The Internal Revenue Service falsely placed a tax lien on President and Nancy Reagan this year because of a trainee's miscue in Texas, the IRS said yesterday.
Although the error was caught and corrected, the phony lien remains a permanent entry in the agency's computer files, a spokesman added.
As reported by the Kiplinger Tax Letter, an IRS official was demonstrating the agency's electronic lien system during a summer training session in Austin, and used the president's name as an example despite an IRS policy that real names, especially those of VIPs, not be used.
The demonstration caused no problems. But after the class, a trainee, practicing what she had been shown, hit the wrong buttons on her computer and thereby recorded a tax lien against the president at the Travis County courthouse.

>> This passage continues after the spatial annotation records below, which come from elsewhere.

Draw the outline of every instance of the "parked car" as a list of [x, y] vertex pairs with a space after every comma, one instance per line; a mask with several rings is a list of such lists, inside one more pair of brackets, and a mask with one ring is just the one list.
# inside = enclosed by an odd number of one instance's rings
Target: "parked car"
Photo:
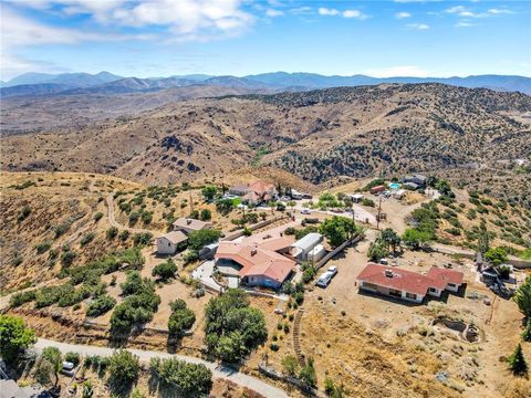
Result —
[[337, 266], [335, 265], [329, 266], [329, 270], [326, 272], [330, 272], [332, 276], [335, 276], [337, 274]]
[[319, 287], [326, 287], [330, 283], [330, 281], [332, 280], [332, 276], [333, 275], [329, 271], [326, 271], [324, 274], [319, 276], [316, 285]]

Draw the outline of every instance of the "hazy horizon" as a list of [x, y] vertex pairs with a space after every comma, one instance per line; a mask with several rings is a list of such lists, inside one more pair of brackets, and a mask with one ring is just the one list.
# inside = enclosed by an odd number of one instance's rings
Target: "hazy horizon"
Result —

IRS spokesman Rod Young confirmed the episode and said the agency has taken steps to see there is no recurrence. Young pointed out that the "Ronald Reagan" computer entry had been accompanied by a bogus Social Security number and a fictitious address, so the lien "wouldn't have had any effect anyway." While "we took steps immediately to make sure it was rescinded," Young said, "it is true that the 'lien' becomes part of a permanent record."
According to Ellen Murphy, IRS Public Affairs Director: "Pure and simple, this was a mistake made by someone who never had any intention of creating any sort of difficulty."